How credit card works
              
               A credit card issuing company, such as a bank or credit union, would enter into agreements with merchants for them to accept their credit cards. Merchants of ten advertise which cards they accept by displaying acceptance marks-generally derived from logos-or may communicate this orally, as in “we take brands X,Y and Z” or “ we don’t take credit cards”.



                The credit card issuer would issue a credit card to a customer at the time or after an account has been approved by the credit provider, which need not be the same entity as the card issuer. The card holders can then use it to make purchases at merchants accepting the card.
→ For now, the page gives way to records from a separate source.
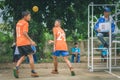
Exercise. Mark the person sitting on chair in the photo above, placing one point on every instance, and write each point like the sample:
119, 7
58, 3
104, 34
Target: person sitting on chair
102, 22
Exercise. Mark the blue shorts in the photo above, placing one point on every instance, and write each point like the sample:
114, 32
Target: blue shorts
60, 52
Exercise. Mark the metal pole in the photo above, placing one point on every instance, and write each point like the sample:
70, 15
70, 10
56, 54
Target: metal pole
110, 53
88, 37
92, 39
115, 54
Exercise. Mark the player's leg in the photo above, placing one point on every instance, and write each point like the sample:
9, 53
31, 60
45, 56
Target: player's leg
69, 65
78, 58
15, 70
31, 62
55, 62
65, 56
72, 58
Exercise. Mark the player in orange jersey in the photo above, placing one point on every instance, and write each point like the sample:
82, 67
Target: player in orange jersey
60, 47
24, 42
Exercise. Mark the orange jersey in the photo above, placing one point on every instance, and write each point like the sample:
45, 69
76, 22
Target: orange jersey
21, 27
60, 39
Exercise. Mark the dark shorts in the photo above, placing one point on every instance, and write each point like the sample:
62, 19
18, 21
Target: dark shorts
25, 50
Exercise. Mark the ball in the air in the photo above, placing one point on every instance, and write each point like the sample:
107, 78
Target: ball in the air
35, 8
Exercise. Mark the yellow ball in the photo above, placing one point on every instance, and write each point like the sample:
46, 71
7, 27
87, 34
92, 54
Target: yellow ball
35, 8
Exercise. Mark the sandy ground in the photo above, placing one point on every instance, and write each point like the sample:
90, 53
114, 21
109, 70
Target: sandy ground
44, 70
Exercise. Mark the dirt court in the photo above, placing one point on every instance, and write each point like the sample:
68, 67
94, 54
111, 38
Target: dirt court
44, 70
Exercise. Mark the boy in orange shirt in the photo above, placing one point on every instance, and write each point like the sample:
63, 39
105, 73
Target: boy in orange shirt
24, 42
60, 47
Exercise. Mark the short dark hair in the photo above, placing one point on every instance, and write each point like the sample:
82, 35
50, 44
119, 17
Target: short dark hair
58, 20
25, 13
75, 43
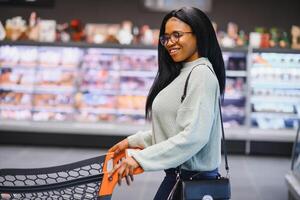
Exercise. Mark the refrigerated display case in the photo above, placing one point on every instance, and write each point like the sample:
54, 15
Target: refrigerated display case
234, 104
102, 89
275, 90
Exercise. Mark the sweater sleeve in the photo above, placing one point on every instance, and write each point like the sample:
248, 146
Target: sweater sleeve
141, 139
195, 117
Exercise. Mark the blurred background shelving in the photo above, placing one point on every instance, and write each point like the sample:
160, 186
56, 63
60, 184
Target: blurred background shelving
102, 89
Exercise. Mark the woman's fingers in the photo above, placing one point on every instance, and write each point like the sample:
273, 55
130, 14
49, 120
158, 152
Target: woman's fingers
131, 173
126, 173
125, 169
120, 173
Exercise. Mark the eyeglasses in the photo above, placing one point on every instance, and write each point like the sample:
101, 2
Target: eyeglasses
174, 37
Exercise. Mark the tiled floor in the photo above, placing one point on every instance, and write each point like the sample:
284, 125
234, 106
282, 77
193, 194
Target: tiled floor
252, 178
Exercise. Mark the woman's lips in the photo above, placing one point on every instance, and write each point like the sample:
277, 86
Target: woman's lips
173, 51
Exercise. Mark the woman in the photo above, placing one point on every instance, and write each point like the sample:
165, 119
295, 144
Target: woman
188, 133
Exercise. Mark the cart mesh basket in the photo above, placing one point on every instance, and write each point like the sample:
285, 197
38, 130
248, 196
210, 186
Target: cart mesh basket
79, 180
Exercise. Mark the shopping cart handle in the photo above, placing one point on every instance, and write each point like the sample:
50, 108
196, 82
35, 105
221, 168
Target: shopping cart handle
108, 183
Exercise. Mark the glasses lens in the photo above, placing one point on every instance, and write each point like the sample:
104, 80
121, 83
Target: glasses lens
163, 39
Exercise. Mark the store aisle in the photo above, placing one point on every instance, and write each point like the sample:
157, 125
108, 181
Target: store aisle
253, 178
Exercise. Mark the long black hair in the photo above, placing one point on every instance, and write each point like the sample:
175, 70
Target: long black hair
207, 45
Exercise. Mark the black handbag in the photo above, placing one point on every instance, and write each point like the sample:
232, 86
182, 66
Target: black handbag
207, 189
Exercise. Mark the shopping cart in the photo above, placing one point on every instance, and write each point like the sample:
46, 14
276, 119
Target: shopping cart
86, 179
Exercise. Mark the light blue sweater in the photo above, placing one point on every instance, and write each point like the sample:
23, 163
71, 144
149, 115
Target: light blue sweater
187, 133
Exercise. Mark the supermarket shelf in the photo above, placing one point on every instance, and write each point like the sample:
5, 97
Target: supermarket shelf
138, 73
275, 99
276, 84
75, 44
235, 49
98, 110
276, 50
17, 88
114, 129
134, 92
235, 73
98, 128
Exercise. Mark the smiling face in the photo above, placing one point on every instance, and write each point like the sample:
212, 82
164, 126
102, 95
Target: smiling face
182, 47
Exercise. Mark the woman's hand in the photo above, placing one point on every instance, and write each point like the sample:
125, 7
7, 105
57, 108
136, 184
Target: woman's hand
119, 147
125, 168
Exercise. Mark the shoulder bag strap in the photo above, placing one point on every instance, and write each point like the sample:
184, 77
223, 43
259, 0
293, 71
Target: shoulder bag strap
223, 135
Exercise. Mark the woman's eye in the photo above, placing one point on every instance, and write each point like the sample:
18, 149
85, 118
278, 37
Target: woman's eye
176, 34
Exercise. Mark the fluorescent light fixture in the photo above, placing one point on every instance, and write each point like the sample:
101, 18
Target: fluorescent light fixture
168, 5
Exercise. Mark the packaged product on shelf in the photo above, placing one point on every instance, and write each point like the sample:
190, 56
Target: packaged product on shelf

CLASSIFICATION OF CREDIT CARDS

  • Advertising, solicitation application and approval
  • Interest charges
  • Benefits to card holder
  • Detriments to customers
  • Detriments  to society
  • Grace period
  • benefits to marchants
  • cost to merchants


adverting, solicition, application and approval

                credit card advertising regulations in the US include the schumer box disclosure requirements. A large fraction of junk mail consists of credit card offers created from lists provided by the major credit reporting agencies.

Interest charges

                Credit card issuers usually waive interest charges if the balance is paid in full each month, but typically will charge full interest on the entire out standing balance from the date of each purchase if the total balance is not paid.

Benefits to cardholders
  
        The main benefit to the card holder is convenience. Compared to debit cards and checks, a credit card allows small short-term loans to be quickly made to a card holder who need not calculate a balance remaining before every transection, provided the provided the total charges do not exceed the maximum credit line for the card.

Detriments to customers
                
            Introductory credit card rates are limited to a fixed term, usually between 6 and 12 months, after which a higher rate is charged.
                Several studies have shown that consumers are likely to spend more money when they pay by credit card.

Detriments to society
  
              Merchants that accept credit cards must pay interchange fees and discount fees on all credit card transactions.
Grace period

               A  Credit card grace period is the time customer has to play the balance before interest is assessed on the outstanding balance. Grace periods may vary , but usually range from 20 to 55 days depending on the type of credit card and the issuing bank.

Benefits to merchants

                 Prior to credits card each merchant had to evaluate each customer’s credit history before extending credit. That task is now perfomed by the banks which assume the credit risk. Credit cards can also aid in securing a sale. Especially if the customer does not have enough cash on his or her person or checking account.

Costs to merchants

                The merchants are charged several fees for accepting credit cards. The merchant is usually charged a commission of around 1 to4 % of the value of each transaction paid for by credit card.